7. the pharmaceutical composition of the various trace elements according to claim 1-7, it is characterised in that：Preparation method selects From：Method one, step 1 dissolve pharmaceutically acceptable salt or other auxiliary materials or the suitable water for injection of excipient, with appropriate Water for injection dissolving or be acidified with pharmaceutically acceptable pH adjusting agent；It is step 2, zinc ion is acceptable medicinal Salt, manganese ion pharmaceutically acceptable salt, copper ion pharmaceutically acceptable salt, chromium ion pharmaceutically acceptable salt are used one by one Suitable water for injection dissolving is dissolved with the water for injection of suitable acidification；Each step solution is uniformly mixed by step 3, so Afterwards with pharmaceutically acceptable pH adjusting agent adjust pH value between 3.8~6.0, more preferably pH value between 4.0~5.5, or Ultrafiltration membrane removes heat source, or adds activated carbon decolorizing, filters decarburization, then moisturizing constant volume, and refined filtration is examined, filling, is sealed, sterilizing, Packaging is examined.Wherein, the upper acceptable pH adjusting agent of the injection water system medication of acidification is acidified, and pH usually exists Between 3.1-6.0.

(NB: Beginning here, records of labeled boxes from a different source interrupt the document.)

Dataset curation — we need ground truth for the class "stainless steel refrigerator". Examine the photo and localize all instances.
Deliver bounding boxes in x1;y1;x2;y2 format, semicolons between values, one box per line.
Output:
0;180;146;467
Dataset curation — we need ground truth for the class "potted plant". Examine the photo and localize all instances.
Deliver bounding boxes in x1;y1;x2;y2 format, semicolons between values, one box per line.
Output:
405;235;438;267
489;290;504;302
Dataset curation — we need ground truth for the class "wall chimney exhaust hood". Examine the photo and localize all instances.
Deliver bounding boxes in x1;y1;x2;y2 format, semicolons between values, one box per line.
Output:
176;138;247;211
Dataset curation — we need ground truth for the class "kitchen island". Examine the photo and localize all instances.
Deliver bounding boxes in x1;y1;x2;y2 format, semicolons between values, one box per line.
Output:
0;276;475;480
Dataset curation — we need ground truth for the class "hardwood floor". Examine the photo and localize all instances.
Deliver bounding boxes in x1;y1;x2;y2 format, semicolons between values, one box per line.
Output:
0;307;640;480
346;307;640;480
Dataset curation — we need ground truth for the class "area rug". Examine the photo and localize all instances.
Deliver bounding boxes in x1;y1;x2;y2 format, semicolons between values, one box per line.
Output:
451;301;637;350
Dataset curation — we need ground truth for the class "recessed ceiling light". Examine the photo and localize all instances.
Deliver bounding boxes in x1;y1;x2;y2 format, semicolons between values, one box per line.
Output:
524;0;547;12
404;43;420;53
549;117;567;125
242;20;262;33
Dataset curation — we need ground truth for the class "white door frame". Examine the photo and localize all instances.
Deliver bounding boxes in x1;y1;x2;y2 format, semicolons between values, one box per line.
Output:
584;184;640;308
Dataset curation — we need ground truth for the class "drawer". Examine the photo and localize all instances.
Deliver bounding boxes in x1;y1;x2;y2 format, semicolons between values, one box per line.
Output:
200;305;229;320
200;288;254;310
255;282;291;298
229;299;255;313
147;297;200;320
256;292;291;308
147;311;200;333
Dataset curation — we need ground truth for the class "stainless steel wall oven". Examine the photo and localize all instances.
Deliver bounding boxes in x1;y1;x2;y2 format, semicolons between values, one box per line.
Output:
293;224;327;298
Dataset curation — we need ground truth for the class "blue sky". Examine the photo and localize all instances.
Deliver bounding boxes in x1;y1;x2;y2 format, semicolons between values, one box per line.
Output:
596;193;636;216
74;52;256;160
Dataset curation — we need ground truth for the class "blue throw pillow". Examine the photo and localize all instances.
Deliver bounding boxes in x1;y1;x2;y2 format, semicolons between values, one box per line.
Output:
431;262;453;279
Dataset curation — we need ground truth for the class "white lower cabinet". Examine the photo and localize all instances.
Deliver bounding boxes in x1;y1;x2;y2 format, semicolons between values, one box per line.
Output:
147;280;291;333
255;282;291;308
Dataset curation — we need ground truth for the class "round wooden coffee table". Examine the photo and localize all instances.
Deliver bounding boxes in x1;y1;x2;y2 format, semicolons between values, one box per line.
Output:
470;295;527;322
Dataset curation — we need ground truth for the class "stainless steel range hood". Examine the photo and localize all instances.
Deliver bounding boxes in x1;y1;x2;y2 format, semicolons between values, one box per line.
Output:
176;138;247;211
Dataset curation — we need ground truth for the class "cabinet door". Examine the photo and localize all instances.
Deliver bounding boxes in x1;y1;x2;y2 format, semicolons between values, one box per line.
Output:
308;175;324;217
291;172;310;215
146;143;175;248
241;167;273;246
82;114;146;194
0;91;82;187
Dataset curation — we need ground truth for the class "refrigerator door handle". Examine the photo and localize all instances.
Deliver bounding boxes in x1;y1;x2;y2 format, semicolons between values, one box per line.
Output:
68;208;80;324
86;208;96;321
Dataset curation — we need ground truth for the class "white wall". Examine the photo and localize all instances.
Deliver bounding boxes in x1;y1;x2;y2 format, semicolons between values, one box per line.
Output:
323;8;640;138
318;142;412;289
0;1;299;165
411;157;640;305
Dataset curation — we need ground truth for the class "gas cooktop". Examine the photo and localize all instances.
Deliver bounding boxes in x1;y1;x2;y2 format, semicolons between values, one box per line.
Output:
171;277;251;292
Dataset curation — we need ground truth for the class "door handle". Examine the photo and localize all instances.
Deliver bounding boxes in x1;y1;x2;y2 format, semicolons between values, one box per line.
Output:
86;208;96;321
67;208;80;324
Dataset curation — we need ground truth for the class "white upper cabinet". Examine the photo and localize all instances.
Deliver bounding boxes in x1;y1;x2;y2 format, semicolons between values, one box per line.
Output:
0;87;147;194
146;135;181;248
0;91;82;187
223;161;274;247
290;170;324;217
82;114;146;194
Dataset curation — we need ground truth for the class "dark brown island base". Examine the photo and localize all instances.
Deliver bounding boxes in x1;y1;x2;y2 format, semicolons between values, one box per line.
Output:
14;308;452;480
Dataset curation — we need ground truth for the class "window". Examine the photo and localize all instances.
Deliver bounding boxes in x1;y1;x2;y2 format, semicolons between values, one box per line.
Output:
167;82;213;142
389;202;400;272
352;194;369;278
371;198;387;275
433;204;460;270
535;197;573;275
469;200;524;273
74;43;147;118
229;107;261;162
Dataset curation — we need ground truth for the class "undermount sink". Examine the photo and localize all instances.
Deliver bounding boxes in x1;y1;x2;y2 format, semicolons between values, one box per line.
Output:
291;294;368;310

Or method two, step 1, dissolve pharmaceutically acceptable salt or other auxiliary materials or the suitable water for injection of excipient, it uses Pharmaceutically acceptable pH adjusting agent is acidified；Manganese ion pharmaceutically acceptable salt, copper ion pharmaceutically may be used by step 2 The salt of receiving is dissolved with suitable water for injection or is dissolved with the water for injection of suitable acidification respectively；Step 3, can by zinc ion The water for injection of the suitable acidification of the pharmaceutical salts of receiving dissolves；Step 4, by chromium ion pharmaceutically acceptable salt with suitable Water for injection is dissolved or is dissolved with the water for injection of suitable acidification；Step 5, by the solution of step 2 respectively with the solution of step 1 It is uniformly mixed；Step 6, by the solution mixing of the solution of step 3 and step 5；Step 7, by the molten of the solution of step 4 and step 5 Then liquid mixing adjusts the pH value of solution 3.8 then with the solution mixing of step 6 with pharmaceutically acceptable pH adjusting agent Between~6.0, preferable ph is between 4.0~5.5；Step 8 adds proper amount of active carbon to decolourize in solution, filters decarburization or micropore Membrane filtration, or retention relative molecular mass is used to make for 0.3 ten thousand to 300,000 membrane filtration or the mixing of above-mentioned filter method With, it is preferred to use the ultrafiltration membrane of retention relative molecular mass 3000~60000 removes remaining heat source, moisturizing constant volume；0.20-0.45 μm miillpore filter or ultrafiltration etc. carry out refined filtration, examine, filling, seal, and sterilize, and pack, and examine.Wherein, the water for injection of acidification System is acidified with pharmaceutically acceptable pH adjusting agent, and pH is usually between 3.1-6.0；

Different modes can be used in step in above-mentioned each method, in the case where not violating pharmaceutical principle, intersection or interaction are replaced and made With.

8. the preparation method of the pharmaceutical composition of various trace elements IV according to claim 7, it is characterised in that：The group It closes object and pharmaceutically acceptable auxiliary material or excipient forms injection pH value between 3.8-6.0, pH value is preferably in 4.0-5.5 Between.

9. the pharmaceutical composition of various trace elements IV according to claims 1 to 8, it is characterised in that：Its purposes is： Preparing the application in preventing or treating drug of the people with mammal zinc, manganese, copper, chromium deficiency and its syndrome.